GENEVA, (Reuters) – The world’s wealthiest families  have embarked on damage limitation rather than seeking to boost  their fortunes as financial turmoil erodes their riches, with  some so worried they are putting their money in ‘catastrophe’  portfolios.

“We have to explain to our clients, it’s not about making  money these days, it’s about keeping wealth,” said Ivan  Adamovich, head of the Geneva operations of Swiss bank Wegelin.

With inflation eating away at people’s nest eggs and  rock-bottom interest rates making living off capital  increasingly difficult, many rich people are taking new risks  just to stand still, private bankers said.

“We have already inflation higher than interest rates in  many markets … Unless you take some risk you will not achieve  a level of return just maintaining (wealth),” Pierre de Weck,  head of Deutsche Bank’s <DBKGn.DE> private wealth management  business, said at the Reuters Wealth Management Summit in  Geneva.

Adamovich said a model portfolio designed to protect  people’s wealth in the face of global catastrophe has attracted  more interest as financial turmoil spread in recent months.

The “catastrophe portfolio” allocates one third of money to  gold, one third to defensive and internationally diversified  blue chip company shares and a third to the debt of ultra safe  developed countries.

Adamovich said interest in the portfolio is still limited to  the most “paranoid” clients but interest is rising, particularly  among people who have seen previous episodes of societal  breakdown and financial collapse in Europe.

“It’s people who have been listening to their grandmother  … They are not necessarily that old. It’s people who are  really afraid,” he said.

In less specialised portfolios, Wegelin recommends its  clients are underweight in stocks and overweight in cash, though  instability of the banking system raises challenges in terms of  where to keep that cash.

Other bankers said they have also advised clients to be  underweight in stocks, with suggested allocations of 25 to 30  percent of their portfolio compared to 40 percent or more prior  to the financial crisis.

In southern Europe, where the financial crisis is at its  most fierce, and the Middle East where the Arab Spring has  heightened the sense of political risk, rich people are now  sending more money abroad, bankers said.

The trend marks the end of an era in which tycoons in both  regions kept much of their wealth at home, attracted by high  rates of return from frothy property and stock markets before  the turmoil set in.

Among the assets most favoured, particularly by Middle  Eastern investors, is top-end residential and commercial  property in London, said James Fleming, head of the  international business at Coutts, the private banking arm of  Royal Bank of Scotland .

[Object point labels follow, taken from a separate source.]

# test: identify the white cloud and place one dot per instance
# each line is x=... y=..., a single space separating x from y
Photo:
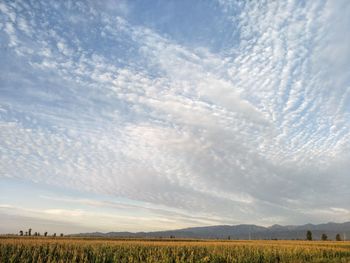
x=249 y=132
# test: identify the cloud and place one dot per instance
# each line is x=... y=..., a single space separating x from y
x=246 y=132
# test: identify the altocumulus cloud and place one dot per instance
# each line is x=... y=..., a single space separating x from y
x=247 y=121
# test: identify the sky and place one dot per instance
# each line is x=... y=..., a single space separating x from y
x=155 y=115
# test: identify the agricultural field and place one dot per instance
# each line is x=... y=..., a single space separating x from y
x=39 y=249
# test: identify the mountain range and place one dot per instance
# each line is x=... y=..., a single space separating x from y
x=242 y=231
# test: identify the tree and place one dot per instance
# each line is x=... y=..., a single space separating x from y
x=337 y=237
x=308 y=235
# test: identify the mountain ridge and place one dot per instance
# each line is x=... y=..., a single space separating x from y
x=241 y=231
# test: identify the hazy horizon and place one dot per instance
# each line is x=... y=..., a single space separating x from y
x=155 y=115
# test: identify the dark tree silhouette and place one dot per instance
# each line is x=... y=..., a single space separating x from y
x=308 y=235
x=337 y=237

“They can see and touch a building. It gives them  stability,” he said.
Fleming added that while Arab billionaires were adding to  already established property portfolios in London, they have  also started moving investments to other European capitals such  as Paris.

Enrique Marazuela, chief investment officer at the private  banking business of Spain’s BBVA , said the first round  of the financial crisis in 2008 had driven many of Spain’s  wealthiest people into stocks and bonds outside Spain for the  first time.